In high school, I was the kid who didn't party. It didn't interest me, and I was never invited to any parties, so I was never exposed to it. It took me until about sophomore year of high school to realize that the parties people were talking about weren't innocent birthday parties and pool parties. I didn't even know fake ID's existed and that high schoolers could get them until later in my high school career. Even though I was enrolled in public elementary, middle, and high schools, I was pretty sheltered. College came around, and even though I went to a Christian university, the party scene was still around. That surprised me, because one of the many reasons I chose a private Christian school was to get away from the party people that had filled my 13 years of public education.
Here's the thing I found about partying. It just is not a satisfying lifestyle. No matter how much you drink, or what you do, you always wake up feeling empty the next morning. Maybe you legitimately feel like you have a hole in your memory...that's never fun. Maybe you wake up and feel regret...which also isn't fun. Maybe you wake up and think, "that seriously was not worth it." And then comes the shame. The whole, "what have I done. What did I do and why can't I remember it. Why did I ever think that would be worthwhile." That hole that you thought would be filled..it wasn't. In a sense, it kinda seems like it got bigger as the night went on.
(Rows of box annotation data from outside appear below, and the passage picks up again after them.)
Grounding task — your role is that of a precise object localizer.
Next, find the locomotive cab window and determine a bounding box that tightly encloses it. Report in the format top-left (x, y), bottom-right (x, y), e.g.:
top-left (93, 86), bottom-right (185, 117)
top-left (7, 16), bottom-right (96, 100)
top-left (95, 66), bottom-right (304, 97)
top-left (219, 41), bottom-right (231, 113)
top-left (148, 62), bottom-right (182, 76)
And once you realize that, that's when you break a bit.
The beautiful thing about brokenness is that it leaves you open and vulnerable to whatever God has to show you. In Matthew 5:3, Jesus states, "blessed are the poor in spirit, for theirs is the kingdom of heaven." Well..what the heck does that mean and how does it relate to an unsatisfying lifestyle? How can you be poor in spirit? Here's what Oswald Chambers says in My Utmost for His Highest.
At the basis of Jesus Christ's Kingdom is the unaffected loveliness of the commonplace. The thing I am blessed in is my poverty. If I know I have no strength of will, no nobility of disposition, then Jesus says--Blessed are you, because it is through this poverty that I enter His Kingdom. I cannot enter His Kingdom as a good man or woman, I can only enter it as a complete pauper.
Based off of this, being poor in spirit simply means being at the place when you have nothing but Jesus to depend on. When you have reached that point when you realize, "alright God. I'm done. I've lost everything and my only option is you," that's when you're poor in spirit.
For me, I'm always reminded of the followers of Christ I met in Africa when I read Matthew 5:3. The people who literally have very little..but they have Jesus, and he is so much more than enough. The people who radiate joy, even though they live in what Americans would deem 'uninhabitable conditions,' because they have Jesus and they don't need or want much else. To them, God is everything. You see, it's when we are at our weakest and most vulnerable state when we realize how much we need God. That's when we realize just how blessed we are to even have such an option. But it requires being broken enough to fully let God work in your life so that you can fully accept all that he has to offer. Because when God's the only option, you'll take whatever the offer is.